I begin with my motif for week one, laid out horizontal at the bottom right corner of where my quilt would be. When I think about this past week, I think Shahrukh Khan. I usually wouldn't, he doesn't figure in my scheme of things that much. Another reason to wonder about 2012. I am a far far cry from being a Bollywood buff, but apart from an uneventful plane ride, I spent my New Year's day watching Don 2 in the theatre (Flak is accepted, though not so welcome, for obvious reasons :) ). Yes, that is already more Shahrukh Khan in my life than there has been in the past few years - I think real life gets more interesting than the reel with time, and thats the day you outgrow Bollywood. But then, if you are a girl and you grew up in India in the 90's, more often than not, you grew up falling in love with the man on the horse who swept the girl off her feet in Baazigar. That, coupled with the appeal of watching a Hindi movie in not-so-easy-to-find-Indians-here Atlantic Canada was good enough reason, and so there we were. It did not matter that the theatre had about 20 people, what was surprising was that there were two of us, and we were the only Indians. What was even more surprising was that people knew Shahrukh Khan like you and I know Him (depends on who you are, on second thought!), from what we gathered from conversation titbits from here and there before the movie started. And that they had seen Ra.One before this! (More flak?) . After that, there isn't really much to tell, you've been there, or not. There was just this one moment of awkwardness where Shahrukh Khan tautologizes Indians: We are everywhere. I am sure some people in the 'crowd' pointed at us and laughed. Score: 1.
When I got home from the movie, the first thing I did was take my laptop back from my friend's apartment where I had left it for the week I was away. (I really have a hard time thinking of what we did with our time when the world was without laptops.) So I switch it on, and surprise surprise, Shahrukh Khan is my first wallpaper of the year. Well, if you want to blame someone, it would be me. I am really not sure why, and for how long its been there, but turns out there was a picture of Him sitting on my desktop. My friends saw their chance and took it. I am just glad they did nothing else. Let's not get into hack stories here, our man of the moment might take offence. He is a scorpion and loves being centre of attention (You start to see what I mean by knowing Shahrukh Khan). Score: 2
Not surprisingly, I brought Him up with my ladies on our Whatsapp fest. And we talked about how he looks older now. And also about how he gets better with age. Watch him in Tujhe dekha toh yeh jana and Dard-e-disco to know exactly what I am talking about. I think it comes from the presence he possesses, the sharp wit and that confidence, they can only about get better with age, won't you agree? The chocolate boy has yielded to a ruggedly handsome man, and we have grown up with him for these twenty years I know about. Shahrukh Khan, Score: 3.
Does that make me feel grown-up? Does that make me feel old? I feel a little divided on that one. I am still in love with Shahrukh Khan, but only for old times' sake really, if I think about it. He's one of those souvenirs you keep holding on to, and maybe one day you don't have enough room for new ones. Realizing that is probably what makes you sensible, but when you start acting on it, thats when you grow up. So is it time to grow up yet? I'll rephrase that, I don't know if I want to act grown up just yet. I think I'll let that be status quo for now. Here's what mom had to say in one of our talks.

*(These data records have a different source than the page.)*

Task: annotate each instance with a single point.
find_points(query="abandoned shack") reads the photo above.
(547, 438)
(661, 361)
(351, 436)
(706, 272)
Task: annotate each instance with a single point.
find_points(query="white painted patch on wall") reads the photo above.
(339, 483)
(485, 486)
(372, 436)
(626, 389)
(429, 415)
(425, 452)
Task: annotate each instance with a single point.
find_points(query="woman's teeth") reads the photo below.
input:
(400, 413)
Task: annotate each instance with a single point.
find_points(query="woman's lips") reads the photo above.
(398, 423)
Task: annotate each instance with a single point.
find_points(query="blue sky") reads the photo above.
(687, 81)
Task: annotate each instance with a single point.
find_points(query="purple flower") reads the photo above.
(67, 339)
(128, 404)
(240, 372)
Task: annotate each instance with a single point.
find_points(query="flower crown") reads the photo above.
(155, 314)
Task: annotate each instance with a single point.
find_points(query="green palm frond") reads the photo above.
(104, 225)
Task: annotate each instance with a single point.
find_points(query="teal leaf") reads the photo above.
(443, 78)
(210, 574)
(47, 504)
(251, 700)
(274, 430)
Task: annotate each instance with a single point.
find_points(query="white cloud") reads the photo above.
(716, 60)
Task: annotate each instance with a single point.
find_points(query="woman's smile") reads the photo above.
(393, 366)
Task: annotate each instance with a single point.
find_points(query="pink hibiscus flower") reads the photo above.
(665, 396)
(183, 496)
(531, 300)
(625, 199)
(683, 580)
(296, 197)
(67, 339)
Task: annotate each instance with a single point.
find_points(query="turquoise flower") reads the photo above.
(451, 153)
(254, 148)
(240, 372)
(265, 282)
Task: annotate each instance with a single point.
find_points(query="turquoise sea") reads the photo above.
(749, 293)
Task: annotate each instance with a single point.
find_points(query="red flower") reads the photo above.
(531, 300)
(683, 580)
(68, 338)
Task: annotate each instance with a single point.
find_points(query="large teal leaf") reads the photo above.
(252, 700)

Me: I have pretty much outgrown the rebel of my teenage years, but sometimes you just feel like throwing a tantrum, and so I do it.
Mom: Yeah I know exactly what you mean. I feel that way too lots of times, but then this voice in my head goes - Umm, you really want to say that out loud? Isn't that way too childish?

I think she is pretty grown up, so I will take her word for it. And while I wait for those voices in my head to get louder, I think I am going to keep loving Shahrukh Khan.

2 comments:

S Chandra said...

What a nice compliment for Shahrukh turning 50 !the same day!!! Cheers!

S Chandra said...

What a nice compliment for Shahrukh turning 50 !the same day!!! Cheers!